The advertisers referred to their responsible gambling microsite which contained tools to help manage betting activity. One such option was for users to request a permanent self-exclusion whereby they would close the users account permanently. Such accounts could not be re-opened and the user would no longer receive promotional emails.
Finally, they said that they did not consider that their advertising was misleading, nor did they consider that it condoned or encouraged gambling behaviour that was socially irresponsible or could lead to financial, social or emotional harm.
The Executive requested further information from the advertiser which included information regarding the criteria used to determine the required number of bets in the offer.

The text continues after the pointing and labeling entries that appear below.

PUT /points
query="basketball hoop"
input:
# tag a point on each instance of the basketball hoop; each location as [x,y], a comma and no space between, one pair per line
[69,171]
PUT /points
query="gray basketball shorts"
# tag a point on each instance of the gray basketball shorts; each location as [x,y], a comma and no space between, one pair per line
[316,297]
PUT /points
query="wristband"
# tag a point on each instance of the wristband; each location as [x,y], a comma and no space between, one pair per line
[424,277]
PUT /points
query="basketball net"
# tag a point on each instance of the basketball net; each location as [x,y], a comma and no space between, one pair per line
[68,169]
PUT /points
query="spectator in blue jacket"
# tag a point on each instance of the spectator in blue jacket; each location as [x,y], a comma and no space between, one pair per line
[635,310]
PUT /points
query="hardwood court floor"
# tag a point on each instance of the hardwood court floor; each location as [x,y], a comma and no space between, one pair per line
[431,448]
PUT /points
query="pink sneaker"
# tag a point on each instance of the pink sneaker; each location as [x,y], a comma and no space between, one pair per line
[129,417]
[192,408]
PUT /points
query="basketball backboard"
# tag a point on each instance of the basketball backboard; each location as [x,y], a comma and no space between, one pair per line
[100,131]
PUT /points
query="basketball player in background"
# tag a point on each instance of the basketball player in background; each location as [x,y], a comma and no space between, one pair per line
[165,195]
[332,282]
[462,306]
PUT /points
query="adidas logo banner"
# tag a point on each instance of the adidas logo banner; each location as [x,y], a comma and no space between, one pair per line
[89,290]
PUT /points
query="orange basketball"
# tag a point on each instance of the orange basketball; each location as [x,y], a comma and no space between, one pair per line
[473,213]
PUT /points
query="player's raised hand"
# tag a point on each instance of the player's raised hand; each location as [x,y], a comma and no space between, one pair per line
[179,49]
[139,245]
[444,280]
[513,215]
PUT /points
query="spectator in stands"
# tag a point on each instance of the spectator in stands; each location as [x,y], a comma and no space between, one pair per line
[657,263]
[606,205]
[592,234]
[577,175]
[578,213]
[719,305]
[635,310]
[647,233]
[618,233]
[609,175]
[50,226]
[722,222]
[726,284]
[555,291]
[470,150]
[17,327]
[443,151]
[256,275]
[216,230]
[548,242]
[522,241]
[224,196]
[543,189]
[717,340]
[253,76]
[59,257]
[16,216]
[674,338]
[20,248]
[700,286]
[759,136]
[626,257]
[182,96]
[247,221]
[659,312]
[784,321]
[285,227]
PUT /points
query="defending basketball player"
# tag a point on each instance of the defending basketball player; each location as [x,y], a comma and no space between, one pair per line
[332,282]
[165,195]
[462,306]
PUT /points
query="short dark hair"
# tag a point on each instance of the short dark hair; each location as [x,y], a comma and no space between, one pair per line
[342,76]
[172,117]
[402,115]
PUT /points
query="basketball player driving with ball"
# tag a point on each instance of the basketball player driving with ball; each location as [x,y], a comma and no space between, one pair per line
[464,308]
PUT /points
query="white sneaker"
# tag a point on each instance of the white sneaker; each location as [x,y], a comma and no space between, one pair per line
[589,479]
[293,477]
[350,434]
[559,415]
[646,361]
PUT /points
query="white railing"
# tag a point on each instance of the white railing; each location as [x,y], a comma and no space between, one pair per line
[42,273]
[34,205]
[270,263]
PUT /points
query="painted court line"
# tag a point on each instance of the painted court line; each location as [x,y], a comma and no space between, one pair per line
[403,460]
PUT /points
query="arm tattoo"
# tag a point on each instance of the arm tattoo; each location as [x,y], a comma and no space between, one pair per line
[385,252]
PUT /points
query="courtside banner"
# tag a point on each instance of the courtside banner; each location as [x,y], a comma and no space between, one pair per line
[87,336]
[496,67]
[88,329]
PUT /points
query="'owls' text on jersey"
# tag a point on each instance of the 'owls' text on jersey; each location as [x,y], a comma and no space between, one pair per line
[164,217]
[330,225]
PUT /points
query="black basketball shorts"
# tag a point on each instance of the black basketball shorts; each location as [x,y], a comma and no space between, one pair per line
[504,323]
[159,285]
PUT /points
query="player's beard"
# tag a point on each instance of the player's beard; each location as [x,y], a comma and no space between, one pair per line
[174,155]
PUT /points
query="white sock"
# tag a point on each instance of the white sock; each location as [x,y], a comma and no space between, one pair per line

In response, the advertisers stated that they conducted consumer research to identify potential new tennis promotional offers. They said that they had asked a group of tennis bettors which promotion, from a range of possible offers, appealed the most to them. They said that the results of the survey showed that for high volume bettors, the offer of a free bet for every 50 tennis bets placed was the joint-top most appealing offer and they therefore went ahead with the offer, marketing it to customers who typically placed a large number of bets each week on tennis markets.
They also provided the Executive, on a confidential basis, information in regards to the number of tennis bets being placed over a specific period of time.
Complaint Upheld in Part
The Complaints Committee considered the detail of the complaint and the advertisers’ response. The Committee noted that the advertisers had agreed that the subject line of the email had inaccurately reflected the detail of the promotion and would amend it for future similar offers. While the Committee noted that the body copy of the email had clearly outlined the details of the tennis offer, they considered that the subject line was misleading and was in breach of Sections 4.1 and 4.4 of the Code.
The Committee noted that the promotional offer was only sent to those who regularly placed a large number of bets on tennis and that the offer had been chosen based on research carried out with their target market. The Committee also noted that information had been provided, on a confidential basis, on tennis betting levels which sufficiently showed that the required number of bets was in line with normal betting habits for the target market. In the circumstances the Committee did not uphold this aspect of the complaint.
ACTION REQUIRED: As the advertiser had undertaken not to use the subject heading again, no further action was required.